By Jane Clarke

September 04, 2019

Sugar provides calories – 4 per gram – but they are empty calories, since sugar doesn’t contain any other nutrients. Too much sugar isn’t good for us, as it causes dental decay, may be a factor in the development of heart disease, it is linked to certain cancers and is suspected of having a bearing on low IQ. A diet high in sugar can also be a factor in promoting insulin resistance (insulin is the hormone that regulates blood sugar levels). This can mean that, over time, the effect that insulin has on the body is weakened, so that more and more insulin is needed to clear the body of unwanted sugars. Eventually this can lead to diabetes, and is one of the factors in the increasingly common adult condition called Syndrome X, a combination of diabetes, high blood pressure and obesity.

GI is a ranking of foods from 0 to 100 according to how quickly each food will raise blood sugar levels (factors such as fibre, fat and protein content influence how quickly they are absorbed into the body).

High GI foods:

Honey; sugar of all sorts; chocolate; sweet still and fizzy drinks, bananas, watermelons, figs, dried dates and raisins; mashed potatoes, cooked carrots, squashes, parsnips and swedes; white and wholemeal bread; rye-based crispbreads; couscous, rice cakes and wholegrain cereals (including bran flakes); popcorn.

Medium GI foods:

Grapes, oranges, fresh dates, mangoes and kiwi fruits; raw carrots, sweetcorn, peas and potatoes (apart from mashed); white and wholegrain pasta; porridge and oatmeal; wholegrain rye bread (including pumpernickel); brown and white rice.

Low GI foods:

Apples, pears, peaches, grapefruits, plums, cherries and dried apricots; avocados; green, leafy vegetables and most other vegetables (but see above); lentils and beans; soya products.
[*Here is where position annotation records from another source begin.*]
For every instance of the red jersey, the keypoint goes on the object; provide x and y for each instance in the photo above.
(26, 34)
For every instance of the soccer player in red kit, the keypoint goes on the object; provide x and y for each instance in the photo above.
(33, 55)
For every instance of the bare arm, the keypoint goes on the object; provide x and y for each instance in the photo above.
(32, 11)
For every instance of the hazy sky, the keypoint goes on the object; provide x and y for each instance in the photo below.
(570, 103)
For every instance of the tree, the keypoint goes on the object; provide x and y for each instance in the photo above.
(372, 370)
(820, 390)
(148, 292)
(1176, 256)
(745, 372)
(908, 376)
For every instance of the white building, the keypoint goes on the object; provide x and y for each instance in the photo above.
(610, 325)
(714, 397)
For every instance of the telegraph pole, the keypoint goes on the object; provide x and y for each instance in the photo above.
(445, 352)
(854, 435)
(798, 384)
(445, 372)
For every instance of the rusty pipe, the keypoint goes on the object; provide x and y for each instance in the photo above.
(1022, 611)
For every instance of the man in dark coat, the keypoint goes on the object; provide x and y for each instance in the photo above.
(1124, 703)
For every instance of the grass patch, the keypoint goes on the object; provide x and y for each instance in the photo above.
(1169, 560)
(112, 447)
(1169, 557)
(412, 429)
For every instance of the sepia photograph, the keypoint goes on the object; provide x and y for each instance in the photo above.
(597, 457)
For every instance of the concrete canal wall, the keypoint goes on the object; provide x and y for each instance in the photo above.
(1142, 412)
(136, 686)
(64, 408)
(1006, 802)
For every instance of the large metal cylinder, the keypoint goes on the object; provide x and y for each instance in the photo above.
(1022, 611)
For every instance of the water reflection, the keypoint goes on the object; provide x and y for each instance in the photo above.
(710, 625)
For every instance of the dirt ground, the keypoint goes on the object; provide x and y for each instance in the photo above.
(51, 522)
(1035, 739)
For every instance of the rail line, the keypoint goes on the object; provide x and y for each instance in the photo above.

Should I cut out sugar from my diet?

Of course we need some carbohydrate (and that's what sugar is) because it is an essential energy source – but refined, processed sugar just isn’t necessary in our diet. For thousands of years of human evolution we didn't have any sugar, and physiologically we haven't changed from the cavemen and women so we shouldn't need it now.

There are lots of flavourings that you can use to add sweetness to foods – coconut shavings, almond milk, dried fruits, star anise, to name a few. If you want to cut back on sugar, you should also look at the glycaemic index (GI) of the foods you eat.